Barnegat-class ships were very reliable and seaworthy and had good habitability, and the Coast Guard viewed them as ideal for ocean station duty, in which they would perform weather reporting and search and rescue tasks, once they were modified by having a balloon shelter added aft and having oceanographic equipment, an oceanographic winch, and a hydrographic winch installed. After World War II, the U.S. Navy transferred 18 of the ships to the Coast Guard, in which they were known as the s.

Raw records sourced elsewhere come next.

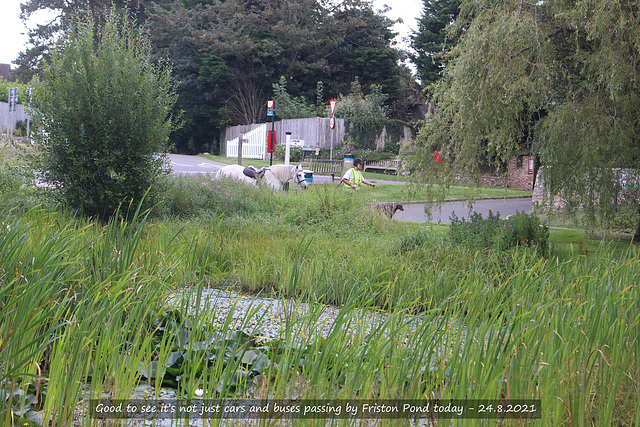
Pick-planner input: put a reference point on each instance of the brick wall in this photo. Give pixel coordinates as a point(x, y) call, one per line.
point(521, 173)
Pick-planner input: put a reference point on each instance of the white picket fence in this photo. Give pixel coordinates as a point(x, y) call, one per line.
point(254, 145)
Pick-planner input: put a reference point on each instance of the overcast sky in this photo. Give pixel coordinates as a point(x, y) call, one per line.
point(13, 39)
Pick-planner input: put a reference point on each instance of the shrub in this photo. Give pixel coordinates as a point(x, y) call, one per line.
point(524, 230)
point(192, 196)
point(476, 231)
point(105, 113)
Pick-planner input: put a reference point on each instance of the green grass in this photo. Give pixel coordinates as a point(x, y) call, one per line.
point(80, 300)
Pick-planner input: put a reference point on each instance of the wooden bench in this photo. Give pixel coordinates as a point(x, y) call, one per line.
point(383, 165)
point(327, 167)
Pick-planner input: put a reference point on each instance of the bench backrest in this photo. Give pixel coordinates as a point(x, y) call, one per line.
point(332, 167)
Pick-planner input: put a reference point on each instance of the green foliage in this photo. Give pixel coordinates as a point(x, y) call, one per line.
point(519, 230)
point(93, 301)
point(195, 196)
point(432, 41)
point(331, 209)
point(525, 230)
point(556, 79)
point(288, 107)
point(4, 91)
point(105, 113)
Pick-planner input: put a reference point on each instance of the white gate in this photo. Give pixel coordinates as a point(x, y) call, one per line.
point(254, 145)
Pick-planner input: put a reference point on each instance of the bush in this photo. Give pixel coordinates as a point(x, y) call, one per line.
point(105, 113)
point(194, 196)
point(524, 230)
point(519, 230)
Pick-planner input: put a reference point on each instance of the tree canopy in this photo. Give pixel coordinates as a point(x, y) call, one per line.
point(432, 39)
point(559, 79)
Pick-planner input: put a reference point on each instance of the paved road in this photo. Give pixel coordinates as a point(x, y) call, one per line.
point(187, 165)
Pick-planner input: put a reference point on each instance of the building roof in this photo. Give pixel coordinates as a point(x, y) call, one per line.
point(5, 71)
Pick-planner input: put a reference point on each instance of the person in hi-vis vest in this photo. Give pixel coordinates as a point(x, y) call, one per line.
point(353, 178)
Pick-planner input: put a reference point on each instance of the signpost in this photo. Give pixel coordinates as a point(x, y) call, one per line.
point(332, 124)
point(13, 104)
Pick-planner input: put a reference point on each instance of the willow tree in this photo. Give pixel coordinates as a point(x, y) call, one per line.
point(559, 79)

Humboldt was loaned to the Coast Guard at 24 January 1949. After undergoing conversion for use as a weather-reporting ship, she was commissioned into Coast Guard service as USCGC Humboldt (WAVP-372) on 29 March 1949.

===Service history===
During her Coast Guard career, Humboldts primary duty was to serve on ocean stations in the Atlantic Ocean to gather meteorological data. While on duty in one of these stations, she was required to patrol a 210-square-mile (544-square-kilometer) area for three weeks at a time, leaving the area only when physically relieved by another Coast Guard cutter or in the case of a dire emergency. While on station, she acted as an aircraft check point at the point of no return, a relay point for messages from ships and aircraft, as a source of the latest weather information for passing aircraft, as a floating oceanographic laboratory, and as a search-and-rescue ship for downed aircraft and vessels in distress, and performed law enforcement operations.

Humboldt was stationed at Boston, Massachusetts, from 29 March 1949 to September 1966. She was reclassified as a high endurance cutter and redesignated WHEC-372 on 1 May 1966. On 26 September 1966, her long-term loan from the Navy to the Coast Guard came to an end when she was transferred outright to the Coast Guard.

In September 1966, Humboldt shifted her home port to Portland, Maine. On 29 October 1968, she rescued the crew of the sailing ship Atlantic II.

==Decommissioning and disposal==

The Coast Guard decommissioned Humboldt on 30 September 1969 and transferred her to the U.S. Navy. The Navy struck her from the Naval Vessel Register in 1970 and sold her for scrapping to Cantieri Navali, Genoa, Italy, for a bid amount of $60,000 (USD).